Although the T190V, V190T, and V190A substitutions in HA did not change the binding specificity of tested H9N2 AIVs to SAα2,6 receptors, those mutations did significantly affect HA affinity and attachment to cells and lung tissues from mouse and humans. Many different glycan structures presented on SAα2,6 receptors were not available in the substrates used in our receptor binding assays. Thus, the affinity of wild-type and single-mutated influenza viruses to SAα2,6 receptors was directly tested on human A549 cells and on lung tissues from mouse and human (44, 46). When V was present at position 190 in the HA, both r-A2093 and r-B2013-T190V showed firmer attachment to human A549 cells than did each respective virus with HA-190T or HA-190A, resulting in detection of significantly greater numbers of viral RNA and antigens. Both viruses also displayed efficient binding abilities in mouse and human lung tissues. All these results indicate that HA-190V is critical for enhanced virus binding affinity. Other mutations in the HA of H9N2 AIVs, such as S127N and T198N, have been shown to affect viral virulence in mammals (54). In this study, HA-190V of the genotype B69 H9N2 viruses has been shown to be critical for virus replication in mice. However, an H9N2 virus belonging to the genotype B66 has 190V in the HA and cannot replicate in mouse lungs. These facts suggest that the HA-190V facilitates virus infection of H9N2 viruses in mice but synergetic effects of other critical amino acids are most likely needed. A former study has shown that the D190E substitution in combination with changes at position 193 resulted in a 10-fold increase in the 50% lethal dose (LD50) of virulent PR8 H1N1 virus (55). Similarly, the H5N1 viruses with a double mutation at HA residues 129 and 151 has increased infectivity and binding affinity to the human lower respiratory tract (56). So far, we do not know which amino acid(s) commits to synergetic effects with the HA-190V; this will be investigated in future studies.
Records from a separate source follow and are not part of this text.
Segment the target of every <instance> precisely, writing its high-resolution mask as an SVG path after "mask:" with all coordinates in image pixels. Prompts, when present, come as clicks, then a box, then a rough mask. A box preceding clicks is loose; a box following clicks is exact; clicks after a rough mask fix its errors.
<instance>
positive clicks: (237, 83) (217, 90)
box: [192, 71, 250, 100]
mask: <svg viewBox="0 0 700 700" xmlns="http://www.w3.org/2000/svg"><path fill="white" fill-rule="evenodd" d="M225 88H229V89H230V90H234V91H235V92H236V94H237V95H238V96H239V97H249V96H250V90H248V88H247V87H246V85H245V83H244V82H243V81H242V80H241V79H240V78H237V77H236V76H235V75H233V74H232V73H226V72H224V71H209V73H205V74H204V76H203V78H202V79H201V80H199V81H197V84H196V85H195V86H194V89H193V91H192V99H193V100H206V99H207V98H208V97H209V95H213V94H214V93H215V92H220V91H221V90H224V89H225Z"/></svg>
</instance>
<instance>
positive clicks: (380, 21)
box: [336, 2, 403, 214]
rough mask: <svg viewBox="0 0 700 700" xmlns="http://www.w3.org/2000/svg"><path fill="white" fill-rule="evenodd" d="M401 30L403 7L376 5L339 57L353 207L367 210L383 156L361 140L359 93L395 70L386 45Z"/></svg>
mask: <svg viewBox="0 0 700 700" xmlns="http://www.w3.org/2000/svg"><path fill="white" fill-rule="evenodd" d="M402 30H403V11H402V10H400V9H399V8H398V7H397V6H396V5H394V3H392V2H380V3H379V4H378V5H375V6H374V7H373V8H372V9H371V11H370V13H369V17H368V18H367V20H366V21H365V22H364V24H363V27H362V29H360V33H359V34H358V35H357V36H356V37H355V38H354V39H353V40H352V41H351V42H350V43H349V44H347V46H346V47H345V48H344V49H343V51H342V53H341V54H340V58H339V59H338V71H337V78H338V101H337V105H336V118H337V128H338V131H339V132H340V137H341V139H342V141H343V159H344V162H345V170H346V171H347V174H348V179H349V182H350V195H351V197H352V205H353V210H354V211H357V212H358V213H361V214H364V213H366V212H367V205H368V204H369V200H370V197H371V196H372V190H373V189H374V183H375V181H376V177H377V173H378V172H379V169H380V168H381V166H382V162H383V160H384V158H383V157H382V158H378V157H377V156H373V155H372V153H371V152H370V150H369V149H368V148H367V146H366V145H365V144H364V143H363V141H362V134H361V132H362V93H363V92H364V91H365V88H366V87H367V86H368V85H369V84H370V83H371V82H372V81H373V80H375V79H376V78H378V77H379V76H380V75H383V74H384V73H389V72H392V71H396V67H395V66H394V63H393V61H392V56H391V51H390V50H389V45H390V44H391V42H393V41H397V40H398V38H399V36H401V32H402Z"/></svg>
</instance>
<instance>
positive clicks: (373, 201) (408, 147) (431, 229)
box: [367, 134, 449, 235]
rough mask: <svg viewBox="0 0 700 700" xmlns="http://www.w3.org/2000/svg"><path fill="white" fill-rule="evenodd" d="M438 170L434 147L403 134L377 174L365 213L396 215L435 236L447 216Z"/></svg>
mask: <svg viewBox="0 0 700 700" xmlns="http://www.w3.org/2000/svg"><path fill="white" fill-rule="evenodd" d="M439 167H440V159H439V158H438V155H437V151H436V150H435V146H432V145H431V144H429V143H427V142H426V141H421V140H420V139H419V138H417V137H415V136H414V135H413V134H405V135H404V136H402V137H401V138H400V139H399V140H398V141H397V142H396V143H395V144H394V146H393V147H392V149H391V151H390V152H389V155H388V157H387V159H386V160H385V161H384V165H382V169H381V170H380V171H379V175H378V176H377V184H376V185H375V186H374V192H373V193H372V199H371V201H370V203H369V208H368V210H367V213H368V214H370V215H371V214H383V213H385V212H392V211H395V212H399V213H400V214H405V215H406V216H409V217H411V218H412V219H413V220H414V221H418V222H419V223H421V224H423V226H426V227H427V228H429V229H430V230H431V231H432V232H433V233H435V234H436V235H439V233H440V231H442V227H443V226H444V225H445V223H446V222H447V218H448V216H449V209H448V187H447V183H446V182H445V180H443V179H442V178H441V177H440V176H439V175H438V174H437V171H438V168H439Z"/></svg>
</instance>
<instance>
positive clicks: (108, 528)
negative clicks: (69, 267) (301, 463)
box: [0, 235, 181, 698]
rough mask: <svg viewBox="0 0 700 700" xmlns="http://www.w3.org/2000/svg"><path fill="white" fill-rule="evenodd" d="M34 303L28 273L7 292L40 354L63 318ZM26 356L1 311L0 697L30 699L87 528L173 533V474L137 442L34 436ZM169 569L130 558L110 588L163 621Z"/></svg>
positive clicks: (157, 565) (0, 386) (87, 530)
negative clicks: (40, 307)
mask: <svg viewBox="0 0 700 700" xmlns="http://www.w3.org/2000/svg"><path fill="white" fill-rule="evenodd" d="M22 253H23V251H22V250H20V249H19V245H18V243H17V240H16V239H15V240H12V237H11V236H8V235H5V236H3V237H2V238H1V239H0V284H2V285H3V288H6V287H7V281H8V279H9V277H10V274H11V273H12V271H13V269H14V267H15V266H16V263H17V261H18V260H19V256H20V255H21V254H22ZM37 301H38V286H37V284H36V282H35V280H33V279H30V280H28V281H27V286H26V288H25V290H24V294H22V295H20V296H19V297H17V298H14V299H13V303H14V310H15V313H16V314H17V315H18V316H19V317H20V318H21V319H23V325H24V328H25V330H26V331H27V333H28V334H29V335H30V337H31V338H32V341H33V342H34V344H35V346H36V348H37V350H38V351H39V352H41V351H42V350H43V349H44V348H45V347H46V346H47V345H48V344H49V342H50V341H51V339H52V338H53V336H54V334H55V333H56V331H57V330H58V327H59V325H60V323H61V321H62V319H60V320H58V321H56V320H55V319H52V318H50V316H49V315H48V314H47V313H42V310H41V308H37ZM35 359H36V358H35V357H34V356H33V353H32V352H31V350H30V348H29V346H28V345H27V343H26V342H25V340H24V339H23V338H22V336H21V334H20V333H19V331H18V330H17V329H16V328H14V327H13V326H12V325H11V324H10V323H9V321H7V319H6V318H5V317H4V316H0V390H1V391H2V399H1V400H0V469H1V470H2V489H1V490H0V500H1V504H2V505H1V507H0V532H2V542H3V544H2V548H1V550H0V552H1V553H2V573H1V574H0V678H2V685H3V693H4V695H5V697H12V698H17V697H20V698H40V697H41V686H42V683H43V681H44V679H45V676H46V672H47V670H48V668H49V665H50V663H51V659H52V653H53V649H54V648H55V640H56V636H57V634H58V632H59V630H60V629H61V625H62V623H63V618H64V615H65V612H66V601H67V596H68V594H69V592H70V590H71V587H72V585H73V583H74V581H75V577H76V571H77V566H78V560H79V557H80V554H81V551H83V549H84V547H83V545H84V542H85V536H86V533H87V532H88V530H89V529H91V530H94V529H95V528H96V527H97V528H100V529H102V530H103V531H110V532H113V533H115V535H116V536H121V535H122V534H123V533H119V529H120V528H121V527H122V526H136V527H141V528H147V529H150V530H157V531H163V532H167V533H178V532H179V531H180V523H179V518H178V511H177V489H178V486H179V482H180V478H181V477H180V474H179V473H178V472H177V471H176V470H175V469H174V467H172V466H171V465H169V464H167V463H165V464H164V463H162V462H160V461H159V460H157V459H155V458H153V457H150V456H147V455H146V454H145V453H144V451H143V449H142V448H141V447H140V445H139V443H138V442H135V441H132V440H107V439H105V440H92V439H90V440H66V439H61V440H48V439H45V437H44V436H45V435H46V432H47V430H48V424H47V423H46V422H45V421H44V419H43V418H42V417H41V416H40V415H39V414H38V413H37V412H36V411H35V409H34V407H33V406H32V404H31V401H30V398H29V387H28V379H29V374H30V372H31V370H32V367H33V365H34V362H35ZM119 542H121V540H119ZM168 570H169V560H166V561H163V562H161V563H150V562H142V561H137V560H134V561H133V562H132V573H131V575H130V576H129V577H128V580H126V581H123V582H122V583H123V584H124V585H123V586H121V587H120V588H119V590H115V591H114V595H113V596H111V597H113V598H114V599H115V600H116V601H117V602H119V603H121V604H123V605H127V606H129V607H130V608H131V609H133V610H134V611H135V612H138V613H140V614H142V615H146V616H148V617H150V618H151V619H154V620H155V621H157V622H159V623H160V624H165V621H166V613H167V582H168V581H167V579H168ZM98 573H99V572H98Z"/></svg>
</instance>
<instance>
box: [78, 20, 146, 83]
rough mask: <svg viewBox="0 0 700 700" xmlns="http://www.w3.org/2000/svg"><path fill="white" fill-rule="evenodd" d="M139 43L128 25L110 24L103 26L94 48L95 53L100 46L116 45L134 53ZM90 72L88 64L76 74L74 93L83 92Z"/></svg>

Taken together, our results indicate that the amino acid V at position 190 in HA does not affect virus receptor binding specificity but significantly enhances HA affinity to human cells and virus attachment to mouse and human lung tissues, thereby resulting in increased virus replication in mice. Based on the findings in our study and the fact that the H9N2 virus has infected humans (14, 15) and started to adapt to mammals (13, 23, 27, 28), more attention should be paid to the H9N2 viruses possessing HA-190V, which might have abilities to cross-species infect mammals, including humans.
This study was supported by the National Natural Science Foundation of China (31472206 and 31302115) and the National Key Research and Development Plan (2016 YFD0500204).
The funders had no role in study design, data collection and interpretation, or the decision to submit the work for publication.